By December, I found that I had a few minutes of time between #5 and #6 that I needed to fill because my students had established routines and were quicker completing each task. I had to fill those annoying 4-6 minutes because I couldn’t send the students to mini lessons early as I really wanted them to follow their own device alarms independently (got to get that data), so I had to do something!

I searched around for Questions of the Day on TPT and while there were some options for high school/transition age, no single resource met my needs. So, I started creating!

As a teacher who thrives on consistency and routine, I needed the questions to be both topical and thematic. I started a Google doc and wrote down 20-something different topics that my students and I focus on in our school day (think restaurant etiquette, hygiene, and feelings). I choose to sprinkle in some light questions as well (think fun and This or That), mainly because I would want to start the school year with get-to-know-you type questions where there were no wrong answers for the students who were new to me and my classroom.

How did I come up with the questions you ask? A large percentage of the questions are based on my actual experiences as a transition teacher, therefore you know they will be applicable to your life skills classroom.

I wanted the questions to be a mix of ‘I want to get to know you better’ and ‘let’s talk about how you would and should handle that situation.’ I’ve shortened that long winded description to- personal and situational questions.

Since my morning routine runs Monday through Friday, I needed the questions to be grouped in 5’s- so a topic could last a full week.

Lastly, I wanted some flexibility with how my students and I choose a question to answer. I wanted to have a basket on my desk where a student could pull a question from it each morning, but I also wanted the ability to throw the cards in my community bag and head out to a sit-down restaurant. Thus, I wanted/need an individual question slip version and a 5 questions on 1 card version (think task card size-there is even a mark on the cards for a hole punch- because I like my cards to line up nicely on a ring).

So, I created both!

The questions are the same and offer flexibility with the order of the topics and with how student- involved you want the resource to be.

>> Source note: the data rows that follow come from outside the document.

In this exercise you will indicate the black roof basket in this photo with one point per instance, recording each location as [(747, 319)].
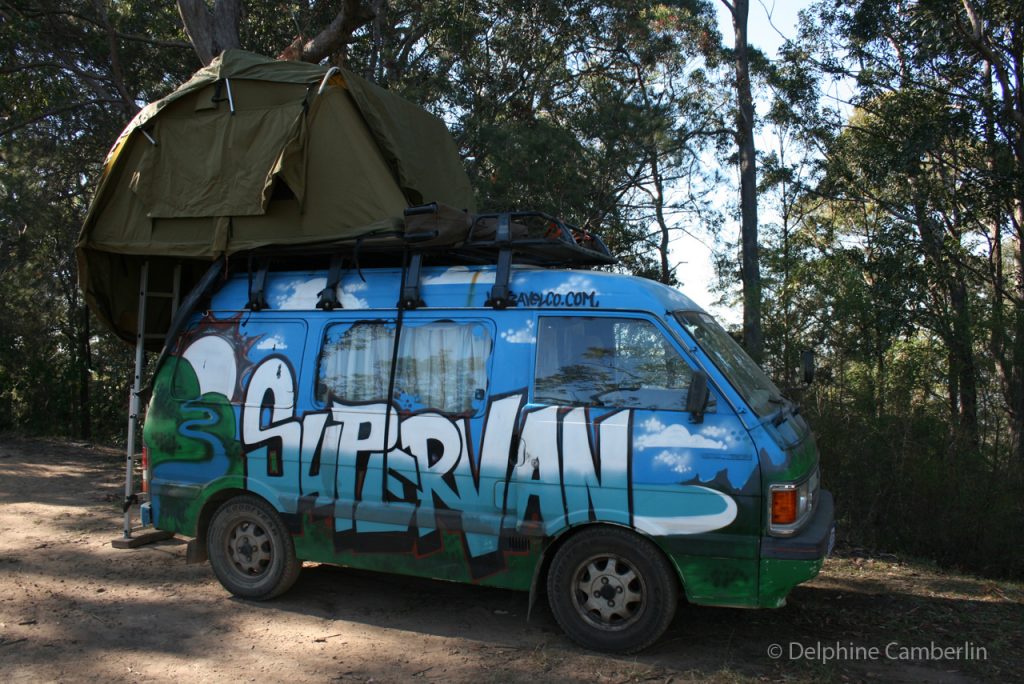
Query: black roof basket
[(535, 238), (442, 236)]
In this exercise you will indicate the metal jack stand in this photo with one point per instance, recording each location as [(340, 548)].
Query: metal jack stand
[(128, 541)]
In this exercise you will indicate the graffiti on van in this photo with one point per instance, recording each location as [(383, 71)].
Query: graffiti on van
[(377, 479)]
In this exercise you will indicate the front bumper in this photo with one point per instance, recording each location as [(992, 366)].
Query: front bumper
[(786, 562)]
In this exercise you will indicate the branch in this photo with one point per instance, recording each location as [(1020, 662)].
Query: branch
[(338, 34), (211, 33)]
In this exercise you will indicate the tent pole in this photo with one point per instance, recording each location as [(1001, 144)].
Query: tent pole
[(133, 399)]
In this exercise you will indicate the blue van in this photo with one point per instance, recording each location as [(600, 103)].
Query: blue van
[(592, 435)]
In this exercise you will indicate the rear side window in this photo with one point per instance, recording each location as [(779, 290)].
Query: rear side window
[(604, 361), (442, 365)]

Since I like my resource to be multi-purpose, I plan to use the Question of the Day in different ways.

The 5 OTHER Ways:

  1. Substitute Activity- If you have a substitute teacher and know that there will be some down time, give them a few questions and have them ask each student. Or, encourage the substitute to ask the questions one-to-one during unstructured (like lunch) time.

  2. Lunchtime Conversation Starters- Post 1 or more of these questions during lunch time or at the end of cooking class when everyone is enjoying their meal. Get the conversation going amongst the students!

  3. Writing Prompts- Use the questions as a writing prompt, especially if they are working on emailing. Students could send the question to a peer to answer or write up their answer and email it to you! (want consumer math reading passages with writing prompts?)

  4. Assessment Questions- Teaching your students about Personal Information, Group Safety, or Asking for Help, then use these 5 questions as a form of assessment (responses can be verbal, written, or multiple choice. *Multiple choice answers not included)

  5. Gather IEP Baseline Data- If you are assessing how a student would handle a situation, use these questions to gather Present Level of Performance data. (Even while writing this resource I triggered my own brain with new goal ideas!)

  6. Bonus- Student Choice and Responsibility- Give your student the choice between a variety of questions (using the individual slips) and then have them announce the question to the class OR put a student in charge of hanging a new question (using the individual slips) each morning!

The final product includes 200 questions because I wanted to have options and enough questions to last me through a school year and ESY, 2 options for printing, and covers 30+ topics relevant to high school and transition age students.

I really hope you find this resource to be just want you need to get to know your students better, offers a catalyst for discussing how to handle situations, and is appropriate for your high school and transition age students!